En revanche, le coureur peut prendre part à la course suivant les règles de  l'Union cycliste internationale (UCI) basées sur le Code mondial antidopage. "L'équipe Astana a demandé à l'UCI d'autoriser le remplacement, a précisé  à l'AFP le président du MPCC, Roger Legeay.
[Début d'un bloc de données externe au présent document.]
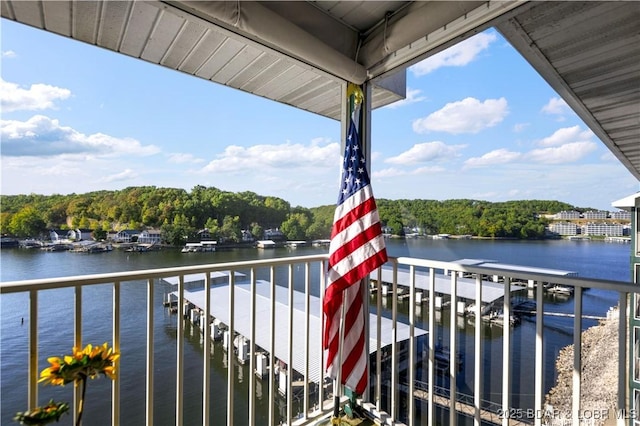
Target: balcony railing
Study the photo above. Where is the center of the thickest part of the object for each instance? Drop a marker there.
(415, 379)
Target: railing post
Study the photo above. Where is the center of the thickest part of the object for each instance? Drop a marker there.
(206, 353)
(622, 354)
(180, 351)
(378, 394)
(272, 347)
(479, 354)
(411, 358)
(290, 350)
(394, 346)
(33, 349)
(115, 386)
(252, 354)
(506, 353)
(432, 344)
(150, 350)
(77, 342)
(453, 414)
(307, 310)
(539, 367)
(230, 348)
(577, 353)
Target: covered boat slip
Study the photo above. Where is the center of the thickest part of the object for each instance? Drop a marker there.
(466, 288)
(242, 321)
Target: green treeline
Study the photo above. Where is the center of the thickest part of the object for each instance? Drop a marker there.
(180, 214)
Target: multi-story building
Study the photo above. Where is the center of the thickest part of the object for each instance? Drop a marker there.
(564, 228)
(595, 215)
(568, 215)
(602, 228)
(620, 215)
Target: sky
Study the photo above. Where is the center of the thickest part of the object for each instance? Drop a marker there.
(477, 123)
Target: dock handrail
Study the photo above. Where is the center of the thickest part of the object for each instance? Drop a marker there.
(372, 402)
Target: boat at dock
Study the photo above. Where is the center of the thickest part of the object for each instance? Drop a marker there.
(200, 247)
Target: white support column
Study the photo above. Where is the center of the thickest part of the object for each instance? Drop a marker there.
(506, 353)
(479, 354)
(115, 385)
(453, 415)
(150, 349)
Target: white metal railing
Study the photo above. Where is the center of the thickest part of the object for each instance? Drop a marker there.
(305, 274)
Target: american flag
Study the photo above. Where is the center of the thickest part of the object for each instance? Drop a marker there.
(357, 248)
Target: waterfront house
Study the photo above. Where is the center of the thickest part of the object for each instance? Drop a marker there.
(303, 54)
(126, 236)
(150, 236)
(57, 235)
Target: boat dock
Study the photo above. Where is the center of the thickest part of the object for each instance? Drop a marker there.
(242, 321)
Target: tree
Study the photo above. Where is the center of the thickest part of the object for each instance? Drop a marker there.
(27, 223)
(230, 230)
(294, 228)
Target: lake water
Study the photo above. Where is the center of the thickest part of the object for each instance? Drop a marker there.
(592, 259)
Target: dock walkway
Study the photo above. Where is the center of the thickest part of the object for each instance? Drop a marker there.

Mais l'UCI a refusé. C'est  maintenant à l'équipe de prendre sa décision."

Vinokourov : "Ou l'UCI nous autorise à remplacer Boom, ou il part avec nous"

Une cortisolémie effondrée, synonyme d'insuffisance surrénale, est  généralement due à l'utilisation d'un traitement médical de type corticoïde. Boom est le seul des 126 coureurs contrôlés jeudi pour leur cortisolémie, soit l'ensemble des équipes adhérentes du MPCC engagées au Tour, à entrer dans ce cas de figure.

Alexandre Vinokourov, le manager d'Astana, a demandé à ce que l'Italien Alessandro Vanotti supplée Boom au pied lever. Demande refusée par la Fédération internationale. D’où la colère de Vinokourov, cité par L'Equipe : "Ou l'UCI nous autorise à remplacer Boom, ou il part avec nous. Tant pis pour le MPCC."